Friday, May 31, 2013

Fur Elise

Somewhere between Wyatt's birthday and today, Elise has grown.  I know this as fact.

On the other side of our garage, out near the old concrete pad that we use for composting and yard waste, I set up a zip-line about a year ago.  It starts about six feet up in one of the two remaining Chestnut trees and runs about twenty yards down to a lesser tree.  I built it in my typical fashion - hastily and in a moment of foolish determination.  I salvaged the runner chain we had used for Ada at one point in time, a thick, metal cable about the width of a drinking straw.  Then, in the late afternoon, I hacked away a few branches, pulled out a drill and bits and began burrowing holes into the meat of Chestnut flesh.  About fifteen minutes after Anna said dinner was on the table and about five minutes before the day lost the last of its light, I had managed to sink two hooks into the opposing trees and had made the metal cable a tight string of tension balancing above the ground.

The kids love the zip-line, and return to it fairly often - often enough to renew my sense of pride and fatherly satisfaction every other week or so.  When Elise made her first maiden voyage across the airy-expanse, she dangled and zipped the whole way, her feet never coming anywhere near the ground.  We had to improvise and arranged for a bucket to be placed on the other end, so that when she finally came to rest, she could tip-toe her way back down to earth, releasing the handles with a snap.  For the most part this worked, well enough at least.

Today, though, she didn't need the bucket.  Now that I think about it, she hasn't needed it for some time.  Not since Wyatt's birthday at least.  That's the last time I can remember her pointing her toes to the top of the bucket turned upside down - searching for a landing pad with her arms still stretched vertically, her body a dangling ornament.  Now, her legs float down to the ground and land softly on the grass near the other end.

But it's not just the zip-line that proves her growing.  For the last few days, Gramma Lis has been working on a nightgown for Elise, a garment she was constructing in her basement.  I knew of this project, but thought little of it.  It is not unusual for Gramma Lis to arrive late in the day with her own projects, although hers are better planned and not as hard on the body - typically new pajamas or dresses or shorts for the summer.  I thought this nightgown would be like the old pajamas, simple pieces sewn together from Anna's old t-shirts.  It was hardly that.

From her neck to the tops of her toes, Elise came out of her room dressed for bed in a soft, white gown with braided cuffs just past her shoulder, a braid of her pinned back to the right side of her head.  To top it off, she had put on a string of fake pearls around her neck.

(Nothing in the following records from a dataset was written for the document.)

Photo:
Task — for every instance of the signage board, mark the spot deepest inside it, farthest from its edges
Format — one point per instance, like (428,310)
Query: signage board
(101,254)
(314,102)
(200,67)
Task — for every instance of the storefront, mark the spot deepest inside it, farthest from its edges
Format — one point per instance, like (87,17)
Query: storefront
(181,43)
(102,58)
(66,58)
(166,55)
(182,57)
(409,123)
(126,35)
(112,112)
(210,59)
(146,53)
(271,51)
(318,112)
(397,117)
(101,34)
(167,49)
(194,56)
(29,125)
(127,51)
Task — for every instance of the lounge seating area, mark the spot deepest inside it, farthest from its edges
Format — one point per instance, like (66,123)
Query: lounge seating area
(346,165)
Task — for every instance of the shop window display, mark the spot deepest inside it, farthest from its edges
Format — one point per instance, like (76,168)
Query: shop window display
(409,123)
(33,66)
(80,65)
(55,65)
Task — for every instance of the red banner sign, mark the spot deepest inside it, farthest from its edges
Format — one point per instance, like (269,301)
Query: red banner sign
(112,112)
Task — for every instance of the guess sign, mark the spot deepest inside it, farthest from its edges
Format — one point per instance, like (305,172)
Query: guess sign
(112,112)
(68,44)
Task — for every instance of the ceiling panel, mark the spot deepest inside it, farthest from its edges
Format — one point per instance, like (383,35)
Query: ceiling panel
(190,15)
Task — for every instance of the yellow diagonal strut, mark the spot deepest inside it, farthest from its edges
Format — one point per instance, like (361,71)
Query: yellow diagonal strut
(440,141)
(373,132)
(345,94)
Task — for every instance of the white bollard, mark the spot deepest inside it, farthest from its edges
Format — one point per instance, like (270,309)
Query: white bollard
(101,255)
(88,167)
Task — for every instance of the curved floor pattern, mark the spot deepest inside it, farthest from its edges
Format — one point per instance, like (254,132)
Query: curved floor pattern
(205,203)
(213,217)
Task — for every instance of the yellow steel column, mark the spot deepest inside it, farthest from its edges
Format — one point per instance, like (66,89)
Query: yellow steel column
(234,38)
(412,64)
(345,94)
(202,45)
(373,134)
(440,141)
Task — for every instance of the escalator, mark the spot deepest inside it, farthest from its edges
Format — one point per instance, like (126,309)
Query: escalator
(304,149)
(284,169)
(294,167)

She approached me in a manner that I can only describe as beloved and sure - walking towards me without saying a word and then standing assuredly as I lay on the couch, her chin just slightly turned up, her hands at her side, waiting to receive a gift.  It was a gift I freely gave.  "You look beautiful, sweetie.  Do you like your new nightgown?"

Still silent, she stood looking at me directly and smiled and nodded a yes.  I said, "Let me give you a hug before you go to bed."

Now, when she knows that she is lovable and feels special, she welcomes my offer and allows herself to be held much longer than is normal.  She is normally too busy or too distracted by some insect or drawing to sit long with me.  So, I treasured this hug - holding her in my arms and knowing that she was content to be held the same, knowing that life only gives such gifts for only the shortest season.

How many more years until I am a nuisance in her life?  How many more years until I become painfully human?  I care not.  That is for another time.  Today.  Well, today she knows that I love her, that she is loved by me not for her appearance but for being Elise.  She knows that she is lovable.  And it stabs me with joy and pain to know she knows that.  Don't we all want to know that?

What manner of man am I that my God is this good to me, that I might see blessedness sweep into the room and stand before me as I lay upon a couch?  Ah, I tremble.  I tremble.

1 comment:

danielle said...

I'm jealous that you guys have a zip line!! You're a hero. Lovely, lovely life.